En effet, le baril de Brent de la mer du Nord pour livraison en février valait 63,45 dollars sur l’Intercontinental Exchange (ICE) de Londres, en hausse de 14 cents par rapport à la clôture de jeudi. Tandis que dans les échanges électroniques sur le New York Mercantile Exchange (Nymex), le baril de « light sweet crude » (WTIWTI Le West Texas Intermediate (WTI), aussi appelé Texas Light Sweet, pour le contrat de janvier prenait 37 cents à 57,41 dollars.

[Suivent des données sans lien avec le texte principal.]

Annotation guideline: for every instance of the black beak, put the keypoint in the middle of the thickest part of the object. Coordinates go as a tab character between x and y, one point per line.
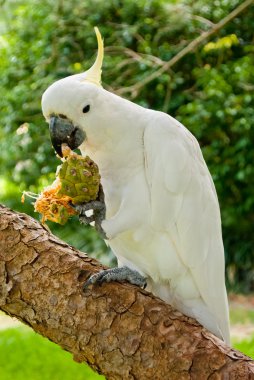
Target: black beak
63	131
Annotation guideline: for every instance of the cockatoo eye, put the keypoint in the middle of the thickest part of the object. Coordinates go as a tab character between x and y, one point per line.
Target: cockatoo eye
86	108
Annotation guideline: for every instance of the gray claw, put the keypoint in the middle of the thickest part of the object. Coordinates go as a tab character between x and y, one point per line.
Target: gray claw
117	274
99	212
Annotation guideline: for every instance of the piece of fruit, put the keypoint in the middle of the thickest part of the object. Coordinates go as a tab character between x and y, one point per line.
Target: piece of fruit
77	182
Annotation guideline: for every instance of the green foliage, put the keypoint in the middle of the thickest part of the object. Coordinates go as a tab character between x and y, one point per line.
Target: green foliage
210	91
27	355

« Les cours du brut conservent leurs gains de la veille alors que le pipeline de Forties, au Royaume-Uni, reste fermé, tandis que l’AIE a prévenu que le marché serait à l’équilibre en 2018, avec un surplus de l’offre au premier semestre qui serait effacé plus tard dans l’année », a expliqué Mike van Dulken, analyste chez Accendo Markets. Ineos, l’opérateur du principal oléoduc du Royaume-Uni, a déclaré une situation de « force majeure » jeudi et a officiellement reconnu que son pipeline, par lequel transite 40% de la production britannique d’hydrocarbures, ne reprendrait pas son activité avant plusieurs semaines. A court terme, alors que l’offre mondiale est déjà amoindrie par les baisses de productions de l’Organisation des pays exportateurs de pétrole (Opep) et de ses partenaires, le marché est donc déséquilibré. Mais la hausse des prix devrait permettre aux producteurs américains, qui ne sont pas tenus par l’accord, de développer de coûteux projets de pétrole non-conventionnel. La progression de la production dans les pays hors Opep et notamment aux Etats-Unis, pourrait donc contrarier les efforts de l’organisation des pays producteurs, notamment après l’accord conclu entre les pays membres de l’Opep et leurs partenaires dans l’optique de rééquilibrage des cours.
Les prévisions de l’AIE pour 2018 devraient « tirer la sonnette d’alarme pour ceux qui croient au rééquilibrage du marché », estiment les experts qui s’appuient sur le document de l’AIE, qui indique par ailleurs, que la baisse des réserves mondiales va brutalement freiner au début de l’année prochaine. D’autre part, l’agence internationale a maintenu inchangée sa prévision de la demande mondiale en 2017 et 2018, et estime que ce sera au cours du premier semestre de l’année prochaine que le marché pourrait être en excédent avant d’enregistrer un déficit. « La croissance totale de l’offre pourrait excéder celle de la demande : sur le premier semestre l’excédent pourrait être de 200 000 barils par jour (b/j) avant de repasser à un déficit d’environ 200 000 b/j au second semestre », prévoit l’Agence dans son rapport mensuel. Côté demande, l’AIE prévoit toujours une croissance de 1,5 million de barils par jour (mbj) à 97,7 mbj en 2017, qui ralentit à 1,3 mbj pour atteindre 98,9 mbj en 2018.